Tragédie de la justice divine dans un monde où règne la violence, et qui se meut dans le mystère et la peur, Les Suppliantes exprime aussi l'idée que les hommes, responsables de leurs actes, vivent en fonction des devoirs qui les pressent. Responsables, ils le sont par rapport aux Dieux et par rapport au groupe dont ils ont la charge, et qu'à tout moment ils risquent d'entraîner dans un désastre. Cette responsabilité politique qui anime le Roi Pélasgos donne ainsi de ce personnage l'image d'un chef qui ne se présente pas comme le reflet inquiet d'ordres divins.
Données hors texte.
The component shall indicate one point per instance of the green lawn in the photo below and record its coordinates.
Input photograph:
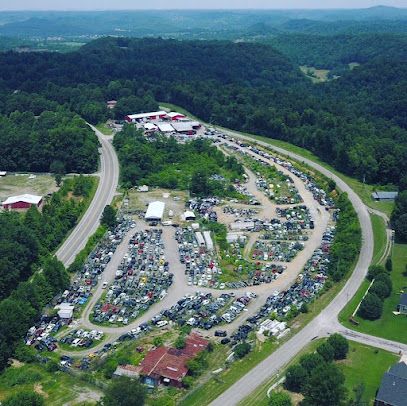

Jean-Pierre Vincent remonte Les Suppliantes avec quarante comédiens amateurs dans une nouvelle traduction polie de Kevin Keiss qui marque nettement le sens du texte grec, fait sentir sa qualité poétique, en évitant les lourdeurs et en reformulant les passages altérés ou inintelligibles. La belle scénographie de Camille Vallat, espace d'orchestra aux parois bleu marine, décorée de statuettes de dieux et pourvu d'une skéné surélevée, côté jardin, permet aux choristes parées de robes grenat, de fichus et de foulards, de se déplacer aisément, de courir ou de réaliser toutes sortes de figures de suppliantes abattues ou de femmes révoltées. Quoique leur déclamation ne soit pas toujours soutenue, franche ou bien timbrée, en regard de celle des trois personnages masculins, Danaos, le Roi ou le Héraut égyptien, elle donne du moins au spectateur tout loisir d'admirer la mise en scène de Jean-Pierre Vincent, qui assisté de Marie Provence et Caroline Ruiz, a su tirer du texte des hypothèses vraisemblables sur la conduite de l'action dans les épisodes les plus pathétiques des Suppliantes: par exemple, au moment où le roi entre en méditation, au milieu des Danaïdes, en se comparant au pêcheur d'éponges ivre, incapable de supporter la plongée, ou lorsque les Egyptiens, brigadiers en main, cherchent à s'emparer de ces femmes tremblantes, en frappant le plateau de plusieurs coups, et en imposant sur le théâtre cet esprit de démesure qui caractérise les premières tragédies athéniennes du Ve siècle.